We’re actually better than this. This is comparing results of funds not investors. Investors who hold more than one actively managed fund (And they all own many more than just two or three.) won’t hit that 93% mark. They’ll be lower since not all the funds they own will be in the top 7%; the average of the funds they own will be less. And these data exclude the effect of added investment advisor fees that many retirees pay. That would make Nest Eggers’ rank even better.




It’s not easy for our brains to absorb and accept this evidence. It’s just not how we think about ourselves: we work hard; we are smart; we are above average. That’s why we have a nest egg to worry about. Investing to accept a shade less than what the market gives all investors (gross market returns) just doesn’t seem to fit who we are. Our brains and our ego tell us we can do better than that. (And, boy, does the financial industry live off this mental misfit with the facts.)

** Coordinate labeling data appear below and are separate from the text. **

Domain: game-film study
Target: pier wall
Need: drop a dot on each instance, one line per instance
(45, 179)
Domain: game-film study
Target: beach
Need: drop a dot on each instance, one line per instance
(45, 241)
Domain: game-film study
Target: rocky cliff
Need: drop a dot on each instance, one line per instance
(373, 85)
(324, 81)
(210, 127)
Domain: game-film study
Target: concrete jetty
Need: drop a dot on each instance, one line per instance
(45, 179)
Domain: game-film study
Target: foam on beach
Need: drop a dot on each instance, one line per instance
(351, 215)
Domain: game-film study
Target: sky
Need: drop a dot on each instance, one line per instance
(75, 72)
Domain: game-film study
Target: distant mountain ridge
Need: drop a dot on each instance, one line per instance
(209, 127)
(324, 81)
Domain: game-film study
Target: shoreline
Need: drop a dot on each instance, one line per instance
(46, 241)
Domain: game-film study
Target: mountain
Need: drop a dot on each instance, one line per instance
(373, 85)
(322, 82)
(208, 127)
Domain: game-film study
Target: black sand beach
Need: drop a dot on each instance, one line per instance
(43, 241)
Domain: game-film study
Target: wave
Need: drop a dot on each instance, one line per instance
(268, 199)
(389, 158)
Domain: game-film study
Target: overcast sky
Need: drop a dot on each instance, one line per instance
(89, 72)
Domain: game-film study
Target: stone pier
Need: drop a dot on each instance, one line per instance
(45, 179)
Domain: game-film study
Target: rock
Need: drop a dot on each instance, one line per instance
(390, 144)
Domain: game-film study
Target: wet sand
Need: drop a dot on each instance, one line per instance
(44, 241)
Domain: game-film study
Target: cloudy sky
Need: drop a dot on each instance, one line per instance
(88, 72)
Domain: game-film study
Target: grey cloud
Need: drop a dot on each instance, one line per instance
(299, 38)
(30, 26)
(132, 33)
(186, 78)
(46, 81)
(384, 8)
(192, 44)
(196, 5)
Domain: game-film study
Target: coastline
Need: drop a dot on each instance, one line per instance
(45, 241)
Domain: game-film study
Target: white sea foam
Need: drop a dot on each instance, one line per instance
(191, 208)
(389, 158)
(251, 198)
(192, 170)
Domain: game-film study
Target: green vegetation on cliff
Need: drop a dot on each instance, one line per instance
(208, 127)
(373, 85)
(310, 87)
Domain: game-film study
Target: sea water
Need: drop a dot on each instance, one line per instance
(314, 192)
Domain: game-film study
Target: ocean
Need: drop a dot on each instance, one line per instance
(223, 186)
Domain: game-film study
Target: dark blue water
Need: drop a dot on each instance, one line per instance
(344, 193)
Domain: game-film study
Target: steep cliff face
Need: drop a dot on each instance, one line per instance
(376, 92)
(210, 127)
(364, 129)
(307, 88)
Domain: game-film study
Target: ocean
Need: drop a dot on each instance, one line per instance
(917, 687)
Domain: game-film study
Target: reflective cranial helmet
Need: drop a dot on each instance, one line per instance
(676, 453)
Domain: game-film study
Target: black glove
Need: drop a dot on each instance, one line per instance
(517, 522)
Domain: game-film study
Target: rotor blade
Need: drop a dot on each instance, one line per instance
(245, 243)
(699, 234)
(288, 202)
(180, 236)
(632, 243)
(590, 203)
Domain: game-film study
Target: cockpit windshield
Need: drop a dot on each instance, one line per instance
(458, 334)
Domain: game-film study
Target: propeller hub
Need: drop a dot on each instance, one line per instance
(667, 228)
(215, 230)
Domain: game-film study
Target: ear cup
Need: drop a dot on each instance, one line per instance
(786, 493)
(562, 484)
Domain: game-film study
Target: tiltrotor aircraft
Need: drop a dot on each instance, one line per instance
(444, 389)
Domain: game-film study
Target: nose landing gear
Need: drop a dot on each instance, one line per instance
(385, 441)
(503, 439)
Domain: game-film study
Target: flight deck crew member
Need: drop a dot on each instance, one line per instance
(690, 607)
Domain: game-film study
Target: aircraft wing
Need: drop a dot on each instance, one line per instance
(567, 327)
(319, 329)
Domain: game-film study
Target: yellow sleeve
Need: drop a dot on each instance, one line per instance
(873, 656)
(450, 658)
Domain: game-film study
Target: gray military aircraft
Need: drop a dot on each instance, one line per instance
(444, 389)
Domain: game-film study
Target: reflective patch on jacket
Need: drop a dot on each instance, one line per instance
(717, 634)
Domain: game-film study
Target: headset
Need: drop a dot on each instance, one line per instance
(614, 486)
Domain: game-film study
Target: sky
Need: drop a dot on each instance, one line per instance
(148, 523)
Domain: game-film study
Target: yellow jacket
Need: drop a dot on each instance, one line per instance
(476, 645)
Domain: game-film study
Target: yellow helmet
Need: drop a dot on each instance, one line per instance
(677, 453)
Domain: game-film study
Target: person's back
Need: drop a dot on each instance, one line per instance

My friend, Dave, is an example, of someone who has not changed from the way he has invested for years. Dave invests in actively managed funds as he has his whole life; he also pays an advisor to look for openings and ways to beat the market. (I think Dave actually has some disdain for index funds.) The cold, hard evidence says that this approach is not the winning game tactic for his stage of life. I’ve not had success in convincing him to change what I now consider to be a very bad habit.


Why will Dave underperform? Dave and others like him are going to spend unnecessarily and on average only keep about 85% of the returns the market will give. Why? Because the greater fees of actively managed funds lower what the typical investor keeps by about one percentage point (See Chapter 6, Nest Egg Care for detail.) Since Dave employs an advisor at about another one percentage point, he most likely will keep only about 70% of what the market will give all investors over time. Those differences could add up to roughly $500,000 over the years. (See Chapter 6.) That’s a heck of a lot less for Dave to ENJOY or to have for his heirs.


Worse (and something few ever discuss), Dave’s changed the shape of his hockey stick – the curve of the year-by-year probability of depleting a portfolio. He’s shortened the shaft of a stick that he thinks is safe: it’s fewer years than he thinks to the first chance of depleting. The blade angle (the rising probability of depleting thereafter) starts its rise earlier. That earlier rise translates to a probability of depleting that’s maybe six times in out years than it would be if his investing costs were like mine. (See Chapter 6 again.)



Conclusion: We Nest Eggers are hard working, smart, and above average. We’re logical, efficient and effective. We are able to accept the evidence that tells us to invest to predictably keep 98% of what the market (stock and bond returns) gives all investors: this decision is central as to who we are. When we keep 98%, we will be in the very top ranks of investors over time.